El declive de los futbolines en los salones recreativos, como lugar preferente de reunión de una generación de ultras auguraba un cambio de ciclo.
El «tetris» se desmontaba pieza a pieza, las máquinas de petacos pedían a gritos una pensión de jubilación, y Cánovas del Castillo perdía fuelle con unos cubalitros de plástico que asumieron ser carne del pasto del reciclaje.
La era de la modernización aperturaba una ciudad abonada a la resaca continúa, sumándose ésta, a la tradicional y vital peregrinación al horno de los borrachos, o la pequeña pizzeria que regentaba un italiano en Guillén de Castro antes de alcanzar las Torres de Quart.
Las gasolineras dejaron de poner gasolina. El pan y las bebidas, surtidores de la nueva economía norteamericana que de tapadillo se iba implantando con agresividad.
El mercado del eros irrumpía con fuerza con el ojo puesto en el Barrio Rojo de Ámsterdam, simulando escenas pornográficas para muchos jóvenes con acné, que se cobijaban en las delegaciones de la industria del sexo localizadas en la Gran Vía Marqués del Turia y alrededor de la Estación del norte.

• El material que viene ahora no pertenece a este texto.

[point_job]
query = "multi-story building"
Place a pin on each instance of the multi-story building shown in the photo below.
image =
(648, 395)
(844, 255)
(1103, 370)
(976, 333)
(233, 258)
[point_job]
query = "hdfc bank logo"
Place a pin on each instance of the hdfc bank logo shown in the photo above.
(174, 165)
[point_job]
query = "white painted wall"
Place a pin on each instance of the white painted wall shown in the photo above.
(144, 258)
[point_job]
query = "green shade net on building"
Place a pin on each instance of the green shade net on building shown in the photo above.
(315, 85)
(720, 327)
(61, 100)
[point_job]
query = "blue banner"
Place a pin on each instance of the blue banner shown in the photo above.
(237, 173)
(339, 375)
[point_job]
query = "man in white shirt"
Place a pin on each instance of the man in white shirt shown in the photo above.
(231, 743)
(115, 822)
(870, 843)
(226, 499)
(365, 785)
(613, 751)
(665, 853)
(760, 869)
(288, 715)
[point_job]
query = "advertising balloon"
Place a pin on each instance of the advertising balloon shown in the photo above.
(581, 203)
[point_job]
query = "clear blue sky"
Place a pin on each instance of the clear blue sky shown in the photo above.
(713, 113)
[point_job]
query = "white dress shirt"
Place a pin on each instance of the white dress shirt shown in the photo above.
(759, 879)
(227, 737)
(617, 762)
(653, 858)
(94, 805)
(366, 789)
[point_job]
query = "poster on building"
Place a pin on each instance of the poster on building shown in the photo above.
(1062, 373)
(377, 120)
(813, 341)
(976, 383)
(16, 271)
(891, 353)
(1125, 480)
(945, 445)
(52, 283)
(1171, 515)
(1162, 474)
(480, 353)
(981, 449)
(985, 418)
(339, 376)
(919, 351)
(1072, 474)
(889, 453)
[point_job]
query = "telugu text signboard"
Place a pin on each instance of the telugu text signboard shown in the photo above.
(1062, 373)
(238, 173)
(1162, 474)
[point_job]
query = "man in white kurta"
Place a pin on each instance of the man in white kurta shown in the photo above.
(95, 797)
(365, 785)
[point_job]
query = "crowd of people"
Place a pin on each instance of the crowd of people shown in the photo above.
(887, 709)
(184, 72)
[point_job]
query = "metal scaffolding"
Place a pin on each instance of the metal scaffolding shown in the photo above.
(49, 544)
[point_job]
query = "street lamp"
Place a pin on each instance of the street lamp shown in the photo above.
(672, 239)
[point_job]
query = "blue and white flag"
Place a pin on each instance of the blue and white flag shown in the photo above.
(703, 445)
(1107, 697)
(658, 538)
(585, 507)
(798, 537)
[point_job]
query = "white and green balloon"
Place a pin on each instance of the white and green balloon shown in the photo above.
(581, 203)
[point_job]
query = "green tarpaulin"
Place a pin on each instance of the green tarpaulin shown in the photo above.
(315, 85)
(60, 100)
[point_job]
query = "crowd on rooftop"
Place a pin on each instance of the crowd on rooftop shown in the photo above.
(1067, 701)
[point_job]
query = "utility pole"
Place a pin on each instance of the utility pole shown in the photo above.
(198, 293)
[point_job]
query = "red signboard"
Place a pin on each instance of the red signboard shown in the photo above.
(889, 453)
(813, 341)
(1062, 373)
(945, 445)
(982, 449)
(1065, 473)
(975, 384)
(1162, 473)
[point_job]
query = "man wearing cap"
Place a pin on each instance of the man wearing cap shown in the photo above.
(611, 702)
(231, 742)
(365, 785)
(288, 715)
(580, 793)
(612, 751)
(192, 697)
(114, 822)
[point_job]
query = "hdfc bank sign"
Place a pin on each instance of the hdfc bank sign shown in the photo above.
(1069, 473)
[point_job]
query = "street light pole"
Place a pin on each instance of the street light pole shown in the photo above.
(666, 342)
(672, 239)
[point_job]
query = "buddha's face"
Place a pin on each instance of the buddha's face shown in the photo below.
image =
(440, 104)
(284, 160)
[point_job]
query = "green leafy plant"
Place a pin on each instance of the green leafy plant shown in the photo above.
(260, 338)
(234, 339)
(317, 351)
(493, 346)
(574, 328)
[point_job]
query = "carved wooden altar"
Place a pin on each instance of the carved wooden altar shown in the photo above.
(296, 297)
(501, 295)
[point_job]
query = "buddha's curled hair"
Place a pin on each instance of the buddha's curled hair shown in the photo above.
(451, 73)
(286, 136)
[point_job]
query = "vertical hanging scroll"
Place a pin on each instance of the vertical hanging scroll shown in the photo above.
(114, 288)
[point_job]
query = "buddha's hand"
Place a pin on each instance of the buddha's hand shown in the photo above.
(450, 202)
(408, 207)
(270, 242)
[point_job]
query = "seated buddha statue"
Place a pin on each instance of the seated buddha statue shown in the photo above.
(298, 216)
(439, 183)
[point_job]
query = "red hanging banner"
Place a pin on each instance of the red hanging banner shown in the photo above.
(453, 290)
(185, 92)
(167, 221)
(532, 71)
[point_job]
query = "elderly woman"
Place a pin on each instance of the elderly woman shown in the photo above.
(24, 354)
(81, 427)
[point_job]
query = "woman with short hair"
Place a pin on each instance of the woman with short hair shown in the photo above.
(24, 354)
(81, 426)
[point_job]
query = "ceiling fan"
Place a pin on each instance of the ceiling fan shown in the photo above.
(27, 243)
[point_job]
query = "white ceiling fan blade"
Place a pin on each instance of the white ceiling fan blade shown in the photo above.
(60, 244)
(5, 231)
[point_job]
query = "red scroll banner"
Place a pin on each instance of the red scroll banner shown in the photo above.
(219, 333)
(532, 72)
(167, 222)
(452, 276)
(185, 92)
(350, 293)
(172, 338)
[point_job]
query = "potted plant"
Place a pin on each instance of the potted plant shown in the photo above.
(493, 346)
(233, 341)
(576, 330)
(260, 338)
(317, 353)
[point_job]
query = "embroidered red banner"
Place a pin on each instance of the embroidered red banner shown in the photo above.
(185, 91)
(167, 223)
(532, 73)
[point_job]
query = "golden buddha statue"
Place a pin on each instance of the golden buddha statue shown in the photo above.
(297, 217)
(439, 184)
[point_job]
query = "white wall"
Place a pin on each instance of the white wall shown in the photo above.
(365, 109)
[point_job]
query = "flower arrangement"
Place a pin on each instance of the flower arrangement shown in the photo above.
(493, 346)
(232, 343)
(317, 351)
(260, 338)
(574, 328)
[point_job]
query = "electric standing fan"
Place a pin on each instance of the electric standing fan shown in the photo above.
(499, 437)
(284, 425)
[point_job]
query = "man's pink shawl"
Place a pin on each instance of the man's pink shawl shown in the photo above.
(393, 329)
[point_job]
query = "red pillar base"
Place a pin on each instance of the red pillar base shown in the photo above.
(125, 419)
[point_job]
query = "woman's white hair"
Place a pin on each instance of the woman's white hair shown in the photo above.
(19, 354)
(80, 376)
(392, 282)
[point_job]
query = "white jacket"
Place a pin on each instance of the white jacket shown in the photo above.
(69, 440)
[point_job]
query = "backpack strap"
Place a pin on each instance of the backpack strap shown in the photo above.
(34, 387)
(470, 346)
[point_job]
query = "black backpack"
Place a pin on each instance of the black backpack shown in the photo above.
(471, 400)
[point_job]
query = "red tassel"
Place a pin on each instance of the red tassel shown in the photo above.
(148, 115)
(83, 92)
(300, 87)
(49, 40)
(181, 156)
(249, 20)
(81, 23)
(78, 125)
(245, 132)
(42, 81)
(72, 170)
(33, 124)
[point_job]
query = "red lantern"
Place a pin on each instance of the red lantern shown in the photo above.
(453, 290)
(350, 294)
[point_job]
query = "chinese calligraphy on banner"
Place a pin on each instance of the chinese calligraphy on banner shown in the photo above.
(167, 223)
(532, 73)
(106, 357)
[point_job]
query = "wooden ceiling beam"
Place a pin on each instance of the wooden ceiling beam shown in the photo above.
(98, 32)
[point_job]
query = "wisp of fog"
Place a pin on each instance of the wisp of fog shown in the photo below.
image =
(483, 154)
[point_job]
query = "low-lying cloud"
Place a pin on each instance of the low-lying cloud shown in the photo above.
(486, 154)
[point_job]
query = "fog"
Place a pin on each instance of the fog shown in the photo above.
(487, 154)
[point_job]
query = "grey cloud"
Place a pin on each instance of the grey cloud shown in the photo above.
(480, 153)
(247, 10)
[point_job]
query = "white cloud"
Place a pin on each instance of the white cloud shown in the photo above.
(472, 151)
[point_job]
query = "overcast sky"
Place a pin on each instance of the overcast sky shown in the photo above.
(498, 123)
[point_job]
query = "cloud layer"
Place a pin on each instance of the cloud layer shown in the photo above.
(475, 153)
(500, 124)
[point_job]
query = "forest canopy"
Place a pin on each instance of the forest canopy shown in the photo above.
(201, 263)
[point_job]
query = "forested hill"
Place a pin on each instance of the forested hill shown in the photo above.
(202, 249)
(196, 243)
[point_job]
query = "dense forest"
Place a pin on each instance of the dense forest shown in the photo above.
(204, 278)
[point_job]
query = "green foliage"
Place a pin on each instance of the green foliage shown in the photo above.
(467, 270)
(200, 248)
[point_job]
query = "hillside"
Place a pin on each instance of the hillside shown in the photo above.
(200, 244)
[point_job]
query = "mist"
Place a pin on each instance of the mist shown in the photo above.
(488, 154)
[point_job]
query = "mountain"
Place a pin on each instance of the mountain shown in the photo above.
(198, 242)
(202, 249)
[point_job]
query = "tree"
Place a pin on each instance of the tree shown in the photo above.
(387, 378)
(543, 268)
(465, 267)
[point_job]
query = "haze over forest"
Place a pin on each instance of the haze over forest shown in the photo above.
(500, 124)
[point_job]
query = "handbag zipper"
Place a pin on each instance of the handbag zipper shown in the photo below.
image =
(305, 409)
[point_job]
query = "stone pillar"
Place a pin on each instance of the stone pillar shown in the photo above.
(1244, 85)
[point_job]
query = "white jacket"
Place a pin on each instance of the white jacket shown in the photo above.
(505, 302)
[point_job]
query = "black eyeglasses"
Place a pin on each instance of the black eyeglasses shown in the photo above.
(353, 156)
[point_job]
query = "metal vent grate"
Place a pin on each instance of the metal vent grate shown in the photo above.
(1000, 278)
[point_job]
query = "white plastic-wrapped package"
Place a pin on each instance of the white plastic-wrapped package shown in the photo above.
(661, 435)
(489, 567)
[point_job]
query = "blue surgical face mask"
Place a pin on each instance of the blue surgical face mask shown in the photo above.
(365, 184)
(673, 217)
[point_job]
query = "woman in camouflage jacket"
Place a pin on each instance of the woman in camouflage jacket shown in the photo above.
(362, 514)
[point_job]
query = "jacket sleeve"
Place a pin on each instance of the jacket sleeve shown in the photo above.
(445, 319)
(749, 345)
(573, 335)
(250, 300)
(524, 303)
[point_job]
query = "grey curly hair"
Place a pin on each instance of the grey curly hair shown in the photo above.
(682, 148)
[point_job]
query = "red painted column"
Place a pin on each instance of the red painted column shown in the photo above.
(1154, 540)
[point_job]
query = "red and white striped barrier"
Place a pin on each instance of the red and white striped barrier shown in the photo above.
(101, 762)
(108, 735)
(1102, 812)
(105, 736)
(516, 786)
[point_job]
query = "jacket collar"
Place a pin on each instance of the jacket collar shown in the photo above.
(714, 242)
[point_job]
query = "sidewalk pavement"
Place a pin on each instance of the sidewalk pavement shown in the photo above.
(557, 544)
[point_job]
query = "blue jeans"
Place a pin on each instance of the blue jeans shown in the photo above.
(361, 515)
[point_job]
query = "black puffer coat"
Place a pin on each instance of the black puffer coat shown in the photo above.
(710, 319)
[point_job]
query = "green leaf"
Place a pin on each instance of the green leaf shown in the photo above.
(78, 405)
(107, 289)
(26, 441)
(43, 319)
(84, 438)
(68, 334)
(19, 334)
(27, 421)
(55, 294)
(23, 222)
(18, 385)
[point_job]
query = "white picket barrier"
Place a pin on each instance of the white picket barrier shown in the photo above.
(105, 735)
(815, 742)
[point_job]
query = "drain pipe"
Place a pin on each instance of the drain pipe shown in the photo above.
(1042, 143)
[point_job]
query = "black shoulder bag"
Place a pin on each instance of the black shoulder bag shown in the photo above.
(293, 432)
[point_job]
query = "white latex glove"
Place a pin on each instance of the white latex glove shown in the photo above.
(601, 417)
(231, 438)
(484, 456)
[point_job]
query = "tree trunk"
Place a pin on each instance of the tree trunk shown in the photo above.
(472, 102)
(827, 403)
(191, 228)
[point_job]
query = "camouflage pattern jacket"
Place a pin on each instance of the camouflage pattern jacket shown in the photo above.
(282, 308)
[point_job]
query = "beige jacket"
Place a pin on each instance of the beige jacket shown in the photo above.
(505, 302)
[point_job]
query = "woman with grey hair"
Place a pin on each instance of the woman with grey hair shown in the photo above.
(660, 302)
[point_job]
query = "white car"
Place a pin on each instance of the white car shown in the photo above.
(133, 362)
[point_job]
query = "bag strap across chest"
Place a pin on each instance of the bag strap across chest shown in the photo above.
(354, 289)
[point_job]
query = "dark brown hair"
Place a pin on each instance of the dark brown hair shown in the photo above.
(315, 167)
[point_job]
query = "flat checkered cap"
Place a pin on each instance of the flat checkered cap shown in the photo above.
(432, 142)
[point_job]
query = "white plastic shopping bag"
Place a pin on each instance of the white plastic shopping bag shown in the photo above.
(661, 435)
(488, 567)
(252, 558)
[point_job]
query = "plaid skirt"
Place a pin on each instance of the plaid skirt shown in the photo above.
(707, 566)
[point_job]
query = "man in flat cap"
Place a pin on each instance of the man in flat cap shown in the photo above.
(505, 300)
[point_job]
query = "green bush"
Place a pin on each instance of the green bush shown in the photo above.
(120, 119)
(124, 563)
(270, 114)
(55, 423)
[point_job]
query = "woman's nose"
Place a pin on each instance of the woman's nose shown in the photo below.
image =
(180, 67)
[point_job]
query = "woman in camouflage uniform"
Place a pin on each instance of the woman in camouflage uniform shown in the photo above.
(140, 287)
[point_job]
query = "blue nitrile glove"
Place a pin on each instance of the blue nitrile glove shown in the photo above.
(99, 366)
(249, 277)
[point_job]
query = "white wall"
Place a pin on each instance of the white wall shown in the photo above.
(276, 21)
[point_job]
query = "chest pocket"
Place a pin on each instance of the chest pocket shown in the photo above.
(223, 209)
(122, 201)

No existía ningún control. Las cabinas del sexo. El papel higiénico. Las pajas mentales. Las bravas. Las vespinos. La chaquetas de cuero. El Rock and roll. Las discotecas, y los talegos de costó se esfumaban como una aspirina efervescente en un vaso de agua.
Los jóvenes de los noventa fuimos conscientes de que con el cambio de siglo, nuestras historias en el Kronen, el simbolismo de Trainspotting y la erótica de Full Monthy nos la arrebataría la PlayStation.